🤖 AI Summary
High-energy physics (HEP) foundation models suffer from a lack of pretraining on real experimental data, relying instead on simulated datasets that exhibit domain gaps with actual collider observations.
Method: We introduce AOJs—the first open-source, ML-ready jet foundation model dataset derived entirely from real CMS 2016 LHC collision data, comprising 178 million high-pₜ jets—and propose OmniJet-α, a novel architecture for self-supervised pretraining directly on real jet data. This marks the first departure from simulation-based pretraining in HEP foundation modeling.
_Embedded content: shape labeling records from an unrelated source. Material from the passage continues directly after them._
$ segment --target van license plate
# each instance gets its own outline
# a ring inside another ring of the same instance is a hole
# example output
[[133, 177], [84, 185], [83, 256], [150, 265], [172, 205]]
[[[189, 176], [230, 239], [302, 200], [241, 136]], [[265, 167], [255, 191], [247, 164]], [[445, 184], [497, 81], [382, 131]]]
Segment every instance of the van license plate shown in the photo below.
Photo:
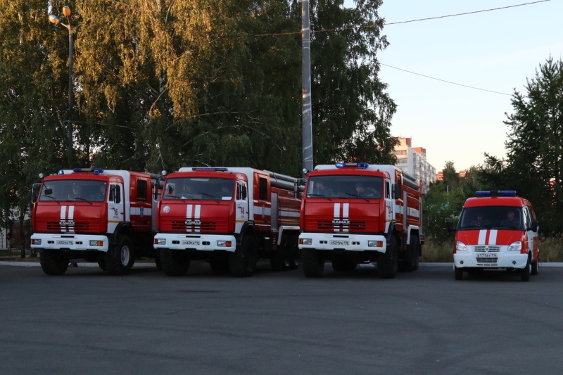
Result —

Contribution/Results: Our real-data pretraining significantly improves cross-domain generalization in generation tasks subject to substantial domain shift (e.g., boosted top vs. QCD jet synthesis). Transfer evaluation on simulation-based benchmarks such as JetClass demonstrates marked gains in generation fidelity and distributional alignment. This work establishes the first LHC real-data-driven foundation model pretraining paradigm and releases a standardized, publicly accessible dataset—providing critical infrastructure and a methodological blueprint for AI–HEP interdisciplinary research.
📝 Abstract
Foundation models are deep learning models pre-trained on large amounts of data which are capable of generalizing to multiple datasets and/or downstream tasks. This work demonstrates how data collected by the CMS experiment at the Large Hadron Collider can be useful in pre-training foundation models for HEP. Specifically, we introduce the AspenOpenJets (AOJs) dataset, consisting of approximately 178 M high pT jets derived from CMS 2016 Open Data. We show how pre-training the OmniJet-α foundation model on AOJs improves performance on generative tasks with significant domain shift: generating boosted top and QCD jets from the simulated JetClass dataset. In addition to demonstrating the power of pre-training of a jet-based foundation model on actual proton–proton collision data, we provide the ML-ready derived AOJs dataset for further public use.